I am afraid that the horrors I have nightmares about will find me in the daylight. I am afraid that if I don’t speak up about the things that torment me, then no one will feel free to speak up about the things that torment them. And I am afraid you will think me even more egocentric for thinking that.
I.
Am.
So.
Afraid.
And I am afraid that makes me a coward.
The braver I try to be, the more scared I get.
I doubt this will ever stop completely. So I guess I have to tweak my attitude yet again, decide that the fear will take back burner despite its protests, that I will not let it put me on a leash and jerk me around just because it tell me it is stronger than I am. If this means feeding myself words that taste like lies to survive my days, then I suppose I’ll just have to grow fat on them.

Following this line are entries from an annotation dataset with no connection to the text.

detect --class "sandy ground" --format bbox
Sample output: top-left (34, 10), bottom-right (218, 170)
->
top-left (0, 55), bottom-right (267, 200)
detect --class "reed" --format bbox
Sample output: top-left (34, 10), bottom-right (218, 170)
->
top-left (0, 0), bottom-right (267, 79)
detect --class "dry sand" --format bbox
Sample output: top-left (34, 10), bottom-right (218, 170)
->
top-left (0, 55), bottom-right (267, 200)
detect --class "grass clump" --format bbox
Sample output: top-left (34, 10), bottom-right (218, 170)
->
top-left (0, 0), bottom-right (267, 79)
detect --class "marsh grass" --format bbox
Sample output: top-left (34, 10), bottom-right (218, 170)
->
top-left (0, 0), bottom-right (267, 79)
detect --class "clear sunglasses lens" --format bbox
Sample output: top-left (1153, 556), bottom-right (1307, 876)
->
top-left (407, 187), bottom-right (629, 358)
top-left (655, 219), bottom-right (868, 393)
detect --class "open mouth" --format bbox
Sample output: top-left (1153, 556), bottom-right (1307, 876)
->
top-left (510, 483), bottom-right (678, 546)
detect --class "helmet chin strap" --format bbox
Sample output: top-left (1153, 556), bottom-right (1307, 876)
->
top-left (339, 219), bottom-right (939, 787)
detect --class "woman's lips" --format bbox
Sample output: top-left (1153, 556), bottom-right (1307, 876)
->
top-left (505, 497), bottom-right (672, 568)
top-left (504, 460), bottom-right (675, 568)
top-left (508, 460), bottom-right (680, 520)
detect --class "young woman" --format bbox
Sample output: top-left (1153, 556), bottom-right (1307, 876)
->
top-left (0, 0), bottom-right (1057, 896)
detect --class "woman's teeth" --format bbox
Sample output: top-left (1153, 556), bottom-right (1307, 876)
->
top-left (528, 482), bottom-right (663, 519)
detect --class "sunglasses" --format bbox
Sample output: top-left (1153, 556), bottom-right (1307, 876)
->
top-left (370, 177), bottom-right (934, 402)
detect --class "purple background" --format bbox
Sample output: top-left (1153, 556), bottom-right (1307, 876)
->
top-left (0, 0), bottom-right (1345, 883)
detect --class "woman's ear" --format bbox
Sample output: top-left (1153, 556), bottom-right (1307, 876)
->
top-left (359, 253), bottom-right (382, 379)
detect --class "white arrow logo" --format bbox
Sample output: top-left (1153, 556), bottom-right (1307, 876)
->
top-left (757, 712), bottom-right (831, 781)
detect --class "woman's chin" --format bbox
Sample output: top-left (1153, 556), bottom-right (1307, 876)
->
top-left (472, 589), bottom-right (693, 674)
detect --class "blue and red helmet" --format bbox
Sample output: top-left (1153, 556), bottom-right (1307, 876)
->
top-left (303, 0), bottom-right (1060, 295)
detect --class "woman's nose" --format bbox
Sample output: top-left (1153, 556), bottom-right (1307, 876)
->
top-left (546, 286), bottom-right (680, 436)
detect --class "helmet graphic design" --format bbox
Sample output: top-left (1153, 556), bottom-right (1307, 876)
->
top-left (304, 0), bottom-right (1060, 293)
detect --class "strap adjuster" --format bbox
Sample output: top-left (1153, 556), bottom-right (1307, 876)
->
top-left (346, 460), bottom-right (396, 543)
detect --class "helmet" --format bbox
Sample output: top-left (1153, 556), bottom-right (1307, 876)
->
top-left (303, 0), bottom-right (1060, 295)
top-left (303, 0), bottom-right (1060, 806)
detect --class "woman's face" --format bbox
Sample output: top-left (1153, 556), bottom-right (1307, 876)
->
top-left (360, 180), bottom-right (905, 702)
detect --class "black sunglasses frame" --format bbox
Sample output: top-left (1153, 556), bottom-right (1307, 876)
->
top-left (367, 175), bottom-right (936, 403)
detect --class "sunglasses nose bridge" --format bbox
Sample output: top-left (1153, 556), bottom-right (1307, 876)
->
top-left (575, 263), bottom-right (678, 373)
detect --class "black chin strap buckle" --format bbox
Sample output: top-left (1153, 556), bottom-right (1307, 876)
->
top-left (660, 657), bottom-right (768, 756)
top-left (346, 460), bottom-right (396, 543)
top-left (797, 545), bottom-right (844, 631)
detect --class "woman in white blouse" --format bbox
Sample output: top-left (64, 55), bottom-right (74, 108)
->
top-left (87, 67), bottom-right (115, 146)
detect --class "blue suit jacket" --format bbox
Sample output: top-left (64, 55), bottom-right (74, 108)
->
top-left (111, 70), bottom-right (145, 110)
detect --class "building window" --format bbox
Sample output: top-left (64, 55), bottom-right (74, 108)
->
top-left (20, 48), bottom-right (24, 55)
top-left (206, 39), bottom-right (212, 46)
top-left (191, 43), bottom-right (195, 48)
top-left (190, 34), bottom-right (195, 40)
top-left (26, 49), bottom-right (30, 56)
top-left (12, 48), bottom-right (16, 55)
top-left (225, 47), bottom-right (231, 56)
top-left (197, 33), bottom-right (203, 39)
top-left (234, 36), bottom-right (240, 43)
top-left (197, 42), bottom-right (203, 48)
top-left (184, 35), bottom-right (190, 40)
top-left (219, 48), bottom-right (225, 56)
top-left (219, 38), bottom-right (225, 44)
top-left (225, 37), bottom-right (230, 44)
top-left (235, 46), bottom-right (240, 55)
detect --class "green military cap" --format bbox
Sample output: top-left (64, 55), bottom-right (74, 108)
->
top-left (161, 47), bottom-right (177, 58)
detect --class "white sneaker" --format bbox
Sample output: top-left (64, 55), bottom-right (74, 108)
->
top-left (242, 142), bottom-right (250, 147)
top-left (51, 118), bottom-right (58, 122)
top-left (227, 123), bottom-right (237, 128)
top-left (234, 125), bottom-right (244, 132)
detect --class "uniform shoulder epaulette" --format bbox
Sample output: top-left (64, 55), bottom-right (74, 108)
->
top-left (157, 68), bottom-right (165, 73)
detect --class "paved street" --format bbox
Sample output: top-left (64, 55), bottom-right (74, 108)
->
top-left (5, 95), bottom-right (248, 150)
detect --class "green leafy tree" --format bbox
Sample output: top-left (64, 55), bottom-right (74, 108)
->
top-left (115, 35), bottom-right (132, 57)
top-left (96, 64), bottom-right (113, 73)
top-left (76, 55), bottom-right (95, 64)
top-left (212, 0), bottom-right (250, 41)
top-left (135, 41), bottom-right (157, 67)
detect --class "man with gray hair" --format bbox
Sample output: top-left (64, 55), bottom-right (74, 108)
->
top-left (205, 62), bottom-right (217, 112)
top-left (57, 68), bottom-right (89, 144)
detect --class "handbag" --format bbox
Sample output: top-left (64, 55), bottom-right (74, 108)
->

Despite how little I believe it, I will tell myself that I am not a coward, that I will write the blog post correctly, that I am loved and lovable and perhaps lovely somewhere in my soul, that I am helping people by sharing because maybe that will make them freer to share their own secret hurts, that people won’t get tired of me and my writing style and my thoughts. I will tell myself that I am not soul-exhausted, that I am covering for myself and the fact that I feel like quitting because I have forgotten how to fight.
Somewhere along the line, I misplaced the thought that lets me be brave. I misplaced the weapon that lets me hold off the shadows behind my eyes. I misplaced the word that gives me purpose and tells me I am enough.
Somehow I have to find these things inside me once again. I have to delve down into the clock of my heart that makes me tick, and I have to dig out the dust that makes the gears grind, and I have to forget that I am afraid of drowning in my mind.
At the apex of this seemingly insurmountable mountain, I will have to face the fact that I am afraid of being afraid. Here sits the root of the weed that is choking me. Here sits the root of all the fears that I have concocted in the laboratory of my brain, the place where every little terror originates.
The fear of fear is neither healthy nor strong. It is irrational. It is a torment that creates itself. I cannot afford to let myself churn out new reasons for fear. I cannot afford to borrow lightly-used guilt from other people. I cannot afford to worry about worry. I cannot afford to deck out my insecurities in fancy clothes. These luxuries are bankrupting me.
Somewhere along the line I stuck a post-it note in the back of my brain saying I must punish myself and never free myself, and I have to find that note so I can burn it.
It feels like the deepest form of betrayal to tell you all of this.
I want to live the way I am meant to live, not perfectly, but joyfully. I want to fight to be okay.
What about you, my little coffee beans? What are some of your struggles? Are you afraid of fear? How do you overcome your fears?